I download many files that are photos of typed documents.  I try to pull the text from these images so I can create a  Microsoft WORD document.  I have used Google Lens and Google Drive to extract the text with only fair results, because of the poor quality of the documents.  What OCR software do you recommend using to extract the text for the best results?

  • I'm sorry, the National Archives can't recommend a commercial product, but maybe our community members may have some suggestions.

    Suzanne

    Community Manager, National Archives Catalog

  • Stephen,

    I'm a fellow volunteer transcriber who has a lot of experience with using OCR software to extract text from sometimes imperfect images. Obviously, these are my own opinions and suggestions only. I'm assuming you're on Windows, since usually users of other operating systems mention it.

    I usually use Abbyy FineReader. My old (2013) ver. 12 still works fine for me. Newer editions — 15 is the 2020 release — have more features but probably nothing that will help you. The latest version full price for PC is $199. You can probably find a discount, and ebay or Craigslist may have earlier versions for much less. (There is a pared-down version called Sprint that ships with some scanners. It's not bad for what it is, but avoid it if you can.)

    A free alternative is Tesseract, but there is no graphical user interface. You have to specify your instructions on the command line. It's powerful and the results are as good (or maybe nearly as good) as Abbyy. If you are unfamiliar with the command line, there is lots of online help, but there will be a learning curve. (There will be a learning curve for any new software.) Like Abbyy, Tesseract OCR supports a very large number of languages.

    Before you run whatever OCR program, it's important that the image be as good as possible. If the picture is out of focus, you probably can't do too much with it. But many problem images have poor contrast, are too dark, or have other defects that can be improved. You don't need Photoshop, though its cheaper and more user-friendly sibling, Photoshop Elements is a good choice. The "levels" controls (ctrl-L) and maybe sharpness is probably where you should start. Again, though, you may find the free program IrfanView is all you need. Shift-G brings up a window with slider controls for brightness, contrast, and the all-important gamma. There's no magic formula (that I've found, anyway).

    Good luck!

  • I have used Adobe Pro and it is easy to use.  I highly recommend it.

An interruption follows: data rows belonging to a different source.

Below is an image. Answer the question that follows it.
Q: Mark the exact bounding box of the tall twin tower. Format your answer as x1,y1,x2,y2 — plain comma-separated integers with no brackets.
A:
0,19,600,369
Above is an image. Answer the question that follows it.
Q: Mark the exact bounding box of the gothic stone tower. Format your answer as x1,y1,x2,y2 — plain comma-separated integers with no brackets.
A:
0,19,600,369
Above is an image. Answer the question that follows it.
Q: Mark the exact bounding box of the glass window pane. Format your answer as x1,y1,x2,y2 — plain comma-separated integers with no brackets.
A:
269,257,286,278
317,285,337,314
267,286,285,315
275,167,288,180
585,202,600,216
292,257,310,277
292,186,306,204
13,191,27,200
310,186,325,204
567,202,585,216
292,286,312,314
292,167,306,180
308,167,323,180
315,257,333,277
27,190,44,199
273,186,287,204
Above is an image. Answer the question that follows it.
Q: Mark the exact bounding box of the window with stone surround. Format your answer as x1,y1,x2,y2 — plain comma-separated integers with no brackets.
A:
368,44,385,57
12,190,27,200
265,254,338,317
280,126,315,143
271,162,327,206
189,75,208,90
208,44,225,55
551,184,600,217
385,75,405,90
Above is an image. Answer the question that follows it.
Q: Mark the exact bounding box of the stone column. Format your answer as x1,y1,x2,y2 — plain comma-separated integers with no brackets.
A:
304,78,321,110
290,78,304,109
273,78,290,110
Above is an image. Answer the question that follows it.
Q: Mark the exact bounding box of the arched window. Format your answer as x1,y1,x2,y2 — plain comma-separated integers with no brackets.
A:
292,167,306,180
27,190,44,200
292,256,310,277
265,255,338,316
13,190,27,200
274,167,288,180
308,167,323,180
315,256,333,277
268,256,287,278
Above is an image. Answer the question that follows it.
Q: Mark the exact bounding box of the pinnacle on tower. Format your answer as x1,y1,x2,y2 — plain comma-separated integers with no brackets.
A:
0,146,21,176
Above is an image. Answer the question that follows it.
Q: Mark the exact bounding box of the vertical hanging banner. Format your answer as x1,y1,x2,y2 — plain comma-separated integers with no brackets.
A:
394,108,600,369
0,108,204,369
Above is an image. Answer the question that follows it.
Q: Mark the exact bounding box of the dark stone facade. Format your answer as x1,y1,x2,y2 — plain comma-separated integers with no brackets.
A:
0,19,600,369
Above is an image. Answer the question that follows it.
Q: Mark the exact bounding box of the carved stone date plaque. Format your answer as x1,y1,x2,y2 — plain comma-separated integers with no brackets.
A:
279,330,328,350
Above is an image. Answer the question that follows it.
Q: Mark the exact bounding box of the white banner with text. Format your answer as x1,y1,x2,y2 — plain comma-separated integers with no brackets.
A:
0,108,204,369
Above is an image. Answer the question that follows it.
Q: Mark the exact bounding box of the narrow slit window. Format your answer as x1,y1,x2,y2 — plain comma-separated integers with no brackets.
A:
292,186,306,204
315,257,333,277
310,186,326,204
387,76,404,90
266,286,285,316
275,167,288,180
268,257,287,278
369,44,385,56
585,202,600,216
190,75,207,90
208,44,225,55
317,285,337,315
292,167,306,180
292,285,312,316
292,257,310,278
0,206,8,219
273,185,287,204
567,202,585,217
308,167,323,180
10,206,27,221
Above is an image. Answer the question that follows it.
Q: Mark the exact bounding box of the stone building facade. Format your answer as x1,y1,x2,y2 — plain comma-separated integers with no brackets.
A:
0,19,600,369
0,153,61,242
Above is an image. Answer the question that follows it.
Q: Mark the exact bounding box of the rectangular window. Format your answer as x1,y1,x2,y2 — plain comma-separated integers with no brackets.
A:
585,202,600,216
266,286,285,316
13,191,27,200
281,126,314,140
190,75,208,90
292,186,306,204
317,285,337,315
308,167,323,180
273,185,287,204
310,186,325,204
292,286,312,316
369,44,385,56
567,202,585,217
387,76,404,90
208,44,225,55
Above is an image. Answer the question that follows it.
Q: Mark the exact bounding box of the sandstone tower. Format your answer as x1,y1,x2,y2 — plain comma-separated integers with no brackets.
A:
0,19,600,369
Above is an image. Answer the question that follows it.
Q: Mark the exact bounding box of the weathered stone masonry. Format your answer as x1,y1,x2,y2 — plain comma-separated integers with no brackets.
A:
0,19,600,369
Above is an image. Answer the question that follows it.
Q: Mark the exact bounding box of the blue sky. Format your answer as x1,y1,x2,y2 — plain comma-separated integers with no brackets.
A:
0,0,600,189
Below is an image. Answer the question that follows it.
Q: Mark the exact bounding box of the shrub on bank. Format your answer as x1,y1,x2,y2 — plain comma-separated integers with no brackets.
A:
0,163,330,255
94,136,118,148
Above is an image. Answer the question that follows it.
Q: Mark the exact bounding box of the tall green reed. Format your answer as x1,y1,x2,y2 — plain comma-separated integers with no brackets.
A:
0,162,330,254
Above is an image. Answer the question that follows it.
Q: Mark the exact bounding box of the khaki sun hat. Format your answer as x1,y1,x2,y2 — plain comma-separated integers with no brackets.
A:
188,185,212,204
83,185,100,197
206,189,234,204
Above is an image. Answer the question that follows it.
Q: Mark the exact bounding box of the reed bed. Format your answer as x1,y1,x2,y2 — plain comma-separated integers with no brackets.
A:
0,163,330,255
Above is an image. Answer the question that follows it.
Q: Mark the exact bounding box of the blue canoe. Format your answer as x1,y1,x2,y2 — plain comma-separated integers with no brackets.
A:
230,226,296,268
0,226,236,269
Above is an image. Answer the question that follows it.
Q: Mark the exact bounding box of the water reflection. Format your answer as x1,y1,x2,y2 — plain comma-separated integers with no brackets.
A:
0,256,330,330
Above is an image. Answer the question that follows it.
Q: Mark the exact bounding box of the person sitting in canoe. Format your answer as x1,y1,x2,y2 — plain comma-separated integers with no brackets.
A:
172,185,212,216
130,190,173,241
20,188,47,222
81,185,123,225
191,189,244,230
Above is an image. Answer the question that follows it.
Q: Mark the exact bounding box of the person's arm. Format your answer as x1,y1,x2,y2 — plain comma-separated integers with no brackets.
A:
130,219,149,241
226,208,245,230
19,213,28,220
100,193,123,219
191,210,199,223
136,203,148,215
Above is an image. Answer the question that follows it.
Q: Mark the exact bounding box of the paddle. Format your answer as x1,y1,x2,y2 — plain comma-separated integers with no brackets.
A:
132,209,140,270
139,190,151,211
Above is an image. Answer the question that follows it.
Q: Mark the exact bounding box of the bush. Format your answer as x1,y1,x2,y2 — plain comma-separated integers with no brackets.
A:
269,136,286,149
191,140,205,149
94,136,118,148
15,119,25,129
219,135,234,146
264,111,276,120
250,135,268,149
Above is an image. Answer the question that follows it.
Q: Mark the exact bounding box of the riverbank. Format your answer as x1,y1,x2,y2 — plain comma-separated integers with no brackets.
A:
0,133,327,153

  • A few tips have also been shared in a related conversation in the CROWD community, which might be of interest:

    FREE OCR - ALL COLLECTIONS -TYPED AND HANDWRITTEN TEXTS

    Hope this is helpful!

  • I have used ABBYY Screenshot Reader since 2015, when I started using it for my genealogy research to copy obituaries & other newspaper articles. The last 2 times I updated it to the latest version, the price was about $10 and it was good for 2 years. At the end of the two years, I had to upgrade again; otherwise, it would stop working. I just now looked at their website & it no longer says that so I don't know what their policy is now. The price could be $10 per year--still very worthwhile.

    ABBYY Screenshot Reader is easy to use and rarely needs editing if the image you copy is very clear. If it isn't, you might have to do a little--or a lot--of editing. I don't mind that if if doesn't require a lot of editing. My eyesight is not very good now because of cataracts that were removed almost 2 years ago but are growing back (a rare condition, according to my optometrist).

    Here's the link for information about ABBYY Screenshot Reader v. 11, the version I'm using. You can try it for free for 15 days. I highly recommend it if you can't afford the more expensive OCR software.

    https://pdf.abbyy.com/screenshot-reader/

  • If you're using Windows, Microsoft OneNote has advanced OCR functionality, which works on both pictures and handwritten notes.

    OneNote supports Optical Character Recognition (OCR), a tool that lets you copy text from a picture or file printout and paste it in your notes so you can make changes to the words. It’s a great way to do things like copy info from a business card you’ve scanned into OneNote. After you extract the text, you can paste it somewhere else in OneNote or in another program, like Outlook or Word.